The project focuses on developing a methodology for monitoring bearing conditions. It combines Poincare Maps, Fast Fourier Transform (FFT), and Convolutional Neural Networks (CNN) to diagnose faults and predict the Remaining Useful Life (RUL) of bearings.
During my Bachelors in Mechanical Engineering, I approached Dr. Singru to work on a research project, aiming to gain my first hands-on experience in research. I, along with Advait Mulay, Venugopalan Iyengar and Aniruddha Nayak worked on this project for more than a year. We initially took courses to understand how bearings and vibration work and understand the mathematics behind it. After that, we used datasets from the IMS (University of Cincinnati) and FEMTO-ST Institute, to develop a methodology for monitoring the bearing conditions. Our efforts culminated in the publication of a research paper based on our findings.
Poincare Maps: Used to analyze the non-linear, chaotic behavior of bearing vibrations. Poincare Maps are effective in detecting the non-periodic motion of spin elements, which is not easily identifiable through traditional frequency spectrum analysis. They provide a visual representation of vibration signatures, helping to pinpoint defect locations .
Fast Fourier Transform (FFT): Converts time-domain vibration signals into the frequency domain, identifying characteristic frequencies related to different bearing faults such as inner race defects, outer race defects, and roller element defects.
Convolutional Neural Networks (CNN): Utilizes Continuous Wavelet Transform (CWT) images of vibration signals to predict RUL. The CNN model processes these images, achieving high accuracy in life prediction.

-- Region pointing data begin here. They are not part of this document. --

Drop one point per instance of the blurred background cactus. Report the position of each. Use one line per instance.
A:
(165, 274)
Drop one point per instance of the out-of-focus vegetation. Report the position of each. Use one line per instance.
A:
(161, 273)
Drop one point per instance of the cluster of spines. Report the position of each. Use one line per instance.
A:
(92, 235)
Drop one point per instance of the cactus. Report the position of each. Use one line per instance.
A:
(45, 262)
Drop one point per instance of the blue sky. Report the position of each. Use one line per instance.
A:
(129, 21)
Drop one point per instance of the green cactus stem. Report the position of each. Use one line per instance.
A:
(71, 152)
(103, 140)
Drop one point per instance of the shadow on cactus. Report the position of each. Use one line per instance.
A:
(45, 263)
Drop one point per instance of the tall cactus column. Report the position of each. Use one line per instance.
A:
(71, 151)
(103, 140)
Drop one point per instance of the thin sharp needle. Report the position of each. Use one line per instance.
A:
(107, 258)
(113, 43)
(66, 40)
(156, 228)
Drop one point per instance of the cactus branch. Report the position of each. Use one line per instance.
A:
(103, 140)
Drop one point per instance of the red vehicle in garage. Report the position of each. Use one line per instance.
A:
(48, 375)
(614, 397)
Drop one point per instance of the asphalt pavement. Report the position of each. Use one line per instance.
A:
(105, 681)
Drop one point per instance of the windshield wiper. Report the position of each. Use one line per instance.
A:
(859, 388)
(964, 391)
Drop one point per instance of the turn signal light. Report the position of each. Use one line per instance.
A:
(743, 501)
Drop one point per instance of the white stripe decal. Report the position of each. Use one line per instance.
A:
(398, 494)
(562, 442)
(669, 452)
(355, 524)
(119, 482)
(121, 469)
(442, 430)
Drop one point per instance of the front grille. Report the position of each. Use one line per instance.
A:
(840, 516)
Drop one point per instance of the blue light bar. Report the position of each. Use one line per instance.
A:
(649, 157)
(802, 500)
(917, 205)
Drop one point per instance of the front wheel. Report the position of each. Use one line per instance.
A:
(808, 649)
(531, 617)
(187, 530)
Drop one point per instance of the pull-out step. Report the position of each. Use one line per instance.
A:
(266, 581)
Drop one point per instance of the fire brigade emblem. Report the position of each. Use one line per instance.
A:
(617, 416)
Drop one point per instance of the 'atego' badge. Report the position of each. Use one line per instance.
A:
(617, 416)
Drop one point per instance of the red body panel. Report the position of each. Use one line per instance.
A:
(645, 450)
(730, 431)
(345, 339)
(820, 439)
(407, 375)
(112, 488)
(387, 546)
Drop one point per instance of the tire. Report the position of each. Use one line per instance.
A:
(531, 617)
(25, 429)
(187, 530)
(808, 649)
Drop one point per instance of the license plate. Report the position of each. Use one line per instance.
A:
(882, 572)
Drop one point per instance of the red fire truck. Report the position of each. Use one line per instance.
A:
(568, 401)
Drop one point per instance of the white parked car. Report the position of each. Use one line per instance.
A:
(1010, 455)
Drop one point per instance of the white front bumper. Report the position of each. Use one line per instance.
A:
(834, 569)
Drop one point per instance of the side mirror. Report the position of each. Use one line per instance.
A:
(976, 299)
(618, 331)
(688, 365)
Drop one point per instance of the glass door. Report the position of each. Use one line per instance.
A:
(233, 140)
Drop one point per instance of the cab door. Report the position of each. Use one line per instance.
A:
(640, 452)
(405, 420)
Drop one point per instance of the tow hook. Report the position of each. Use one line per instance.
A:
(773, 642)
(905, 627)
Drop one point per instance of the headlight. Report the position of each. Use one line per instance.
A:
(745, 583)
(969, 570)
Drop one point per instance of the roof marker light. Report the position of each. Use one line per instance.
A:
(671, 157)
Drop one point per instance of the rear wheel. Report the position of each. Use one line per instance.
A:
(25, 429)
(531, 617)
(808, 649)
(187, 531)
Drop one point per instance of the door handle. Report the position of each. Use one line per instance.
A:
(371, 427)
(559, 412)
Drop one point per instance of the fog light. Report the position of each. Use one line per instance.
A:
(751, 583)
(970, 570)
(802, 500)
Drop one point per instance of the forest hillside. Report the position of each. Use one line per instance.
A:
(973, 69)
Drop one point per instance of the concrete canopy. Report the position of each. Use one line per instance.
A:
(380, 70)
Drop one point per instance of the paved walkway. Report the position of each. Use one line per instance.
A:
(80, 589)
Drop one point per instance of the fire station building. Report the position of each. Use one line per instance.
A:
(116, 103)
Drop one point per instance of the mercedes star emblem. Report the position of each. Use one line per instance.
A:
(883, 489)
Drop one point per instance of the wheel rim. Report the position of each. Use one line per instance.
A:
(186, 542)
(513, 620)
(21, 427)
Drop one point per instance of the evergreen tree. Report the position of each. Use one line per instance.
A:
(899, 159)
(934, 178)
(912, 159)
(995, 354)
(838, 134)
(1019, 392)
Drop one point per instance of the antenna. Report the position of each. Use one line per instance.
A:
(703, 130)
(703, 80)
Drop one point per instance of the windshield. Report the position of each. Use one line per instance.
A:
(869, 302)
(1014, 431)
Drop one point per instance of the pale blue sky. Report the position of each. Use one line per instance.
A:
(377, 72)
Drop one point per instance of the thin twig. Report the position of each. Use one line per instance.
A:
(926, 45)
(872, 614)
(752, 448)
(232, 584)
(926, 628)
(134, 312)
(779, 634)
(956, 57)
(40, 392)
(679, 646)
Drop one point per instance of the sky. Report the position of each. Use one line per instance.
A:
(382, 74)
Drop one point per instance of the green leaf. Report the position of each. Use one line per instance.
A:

Our study uses datasets from the IMS (University of Cincinnati) and FEMTO-ST Institute, available at the NASA Prognostics Center of Excellence. These datasets include detailed vibration data collected under controlled experimental conditions.
Poincare Maps: Poincare Maps generated from vibration accelerometer data reliably diagnose the approximate location and severity of defects. They provide a relative reference to the shaft position.
FFT Analysis: The FFT Analysis identifies characteristic frequencies and changes over time, correlating with the defects diagnosed through Poincare Maps.
CNNs: CNNs predict the fraction of RUL(Remaining Useful Life) with high accuracy. The study, using the FEMTO dataset, shows that the methodology achieves a 94.00% median accuracy and a 93.14% mean accuracy on test sets.
Select Images: Here are some selected image highlights from the project
FFT Analysis - Beginning of Test
FFT Analysis - End of Life
Poincare Map of one of the IMS Dataset Bearings
CNN Model architecture
The integration of Poincare Maps, FFT, and CNNs constitutes a robust and precise method for bearing condition monitoring. This hybrid approach not only identifies faults with high precision but also provides reliable RUL predictions, enhancing maintenance practices and reducing operational downtime in rotating machinery.